R1 is primary for 32 - 63 summary address 192.168.32.0 255.255.224.0
R2 is primary for 64 - 95 summary address 192.168.64.0 255.255.224.0

Each router is secondary for the other router's primary subnets.

on R1 configure a summary address for R2's subnets on the interface connecting to R3 -

ip summary-address eigrp <AS no> 192.168.64.0 255.255.224.0

on R2 do the same for R1's subnets -

ip summary-address eigrp <AS no> 192.168.32.0 255.255.224.0

So now -

R1 points to R3 and R3 points to R2 for 192.168.32.0/19
R2 points to R3 and R3 points to R1 for 192.168.64.0/19

Because you have used a summary address this suppresses the advertisement of the more specific routes within that summary range.
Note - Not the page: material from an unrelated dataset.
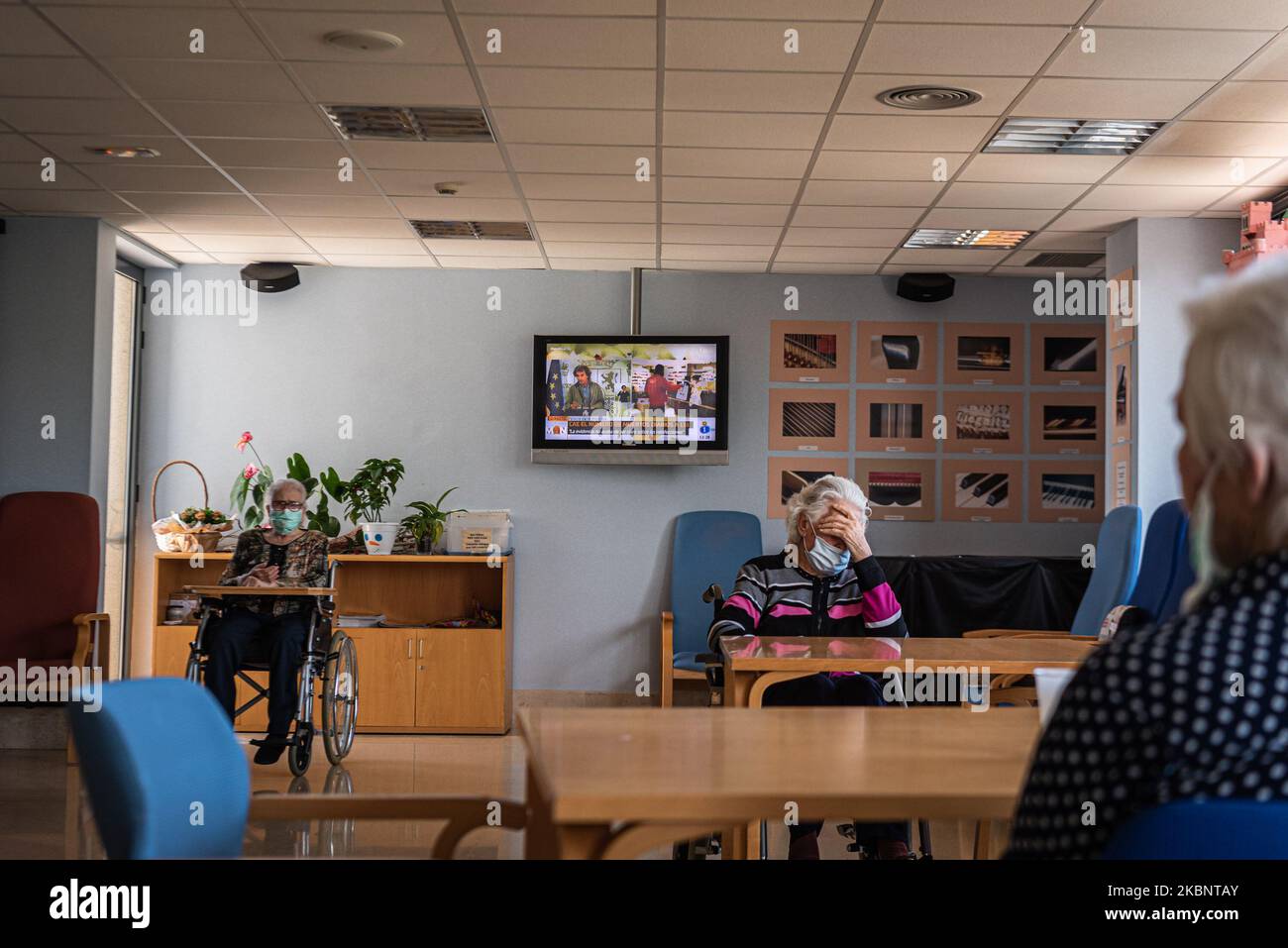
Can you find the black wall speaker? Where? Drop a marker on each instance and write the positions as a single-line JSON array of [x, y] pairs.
[[925, 287]]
R1 will therefore advertises it's specific subnets for which it is primary to R3 and a summary address only for R2's subnets.

And R2 does the same ie. it advertises it's specific subnets and a summary for R1's.

R3 then obviously passes these summaries via EIGRP to R1 and R2.

R3's routing table will have specific branch routes pointing to the respective
primary router but only a summary route for the same subnets pointing to the secondary router.

Because a router will always pick the longest match it will use the more specific subnets unless there isn't a matching route.

Which means no need to use metrics to load balance traffic.

In addition the summary route is already in the routing table so no need for either R1 or R2 to send a query to R3 if one of their branch links fail.

I may well have overlooked something so let me know whether you think this will work for you or not.